Electrician fined after home owner receives electric shocks – Nicola Terrigno
- Supervising electrician did not check apprentice’s wiring work
- Transposed conductors caused earthed metal objects to become live
- Potential for serious or even fatal injuries
A Bridgetown home owner was lucky to avoid serious injury after receiving multiple electric shocks from a dangerous wiring error that a Manjimup electrician failed to detect.
Licensed electrical worker Nicola Terrigno (EW140723) of NTE Contracting Pty Ltd (EC008914), trading as NT Electrics, was fined $5,000 at Manjimup Magistrates Court after pleading guilty to breaching WA’s electricity licensing regulations.
Information presented in court by Building and Energy showed Mr Terrigno and an electrical apprentice under his supervision attended the property in February 2022 to replace a private power pole.
The work included connecting overhead sub-mains cables to the house from a mains connection box on the new pole. The apprentice carried out the wiring work in the mains connection box.
Two days later, the property owner contacted Western Power to report receiving electric shocks from the oven and shower. An inspection by Western Power revealed the active and neutral conductors were transposed at the mains connection box, causing earthed metal components in the house to become live with electricity.
Mr Terrigno was found to have breached WA’s Electricity (Licensing) Regulations 1991 by not visually inspecting the electrical installation work to verify its compliance with wiring rules.
As the supervising electrical worker, Mr Terrigno was responsible for inspecting the apprentice’s wiring. The court was told a visual check would have clearly identified the transposed active and neutral conductors.
On 26 October 2023, Magistrate Michelle Harries ordered Mr Terrigno to pay costs of $537.15 in addition to the fine.

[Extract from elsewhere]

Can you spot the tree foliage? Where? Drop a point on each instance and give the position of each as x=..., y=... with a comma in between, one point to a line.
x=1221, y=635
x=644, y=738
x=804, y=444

Her Honour noted Mr Terrigno’s early guilty plea, remorse and lack of prior misconduct, but emphasised the seriousness of the offence, which had potentially life-threatening consequences.
WA’s Director of Energy Safety, Saj Abdoolakhan, said the property owner was incredibly fortunate to have avoided a serious or even fatal injury.
“A simple visual check of the work would have immediately revealed the wiring error instead of putting someone’s life at risk,” Mr Abdoolakhan said.
“This case is a clear example of why checks and tests of all electrical installing work are mandatory. There is no place for complacency when the stakes are so high.
“It is also a timely reminder to electrical contractors and supervising electrical workers about their responsibilities for apprentices.
“I commend the home owner for taking the appropriate action of promptly contacting the network operator, Western Power, after experiencing an electric shock.”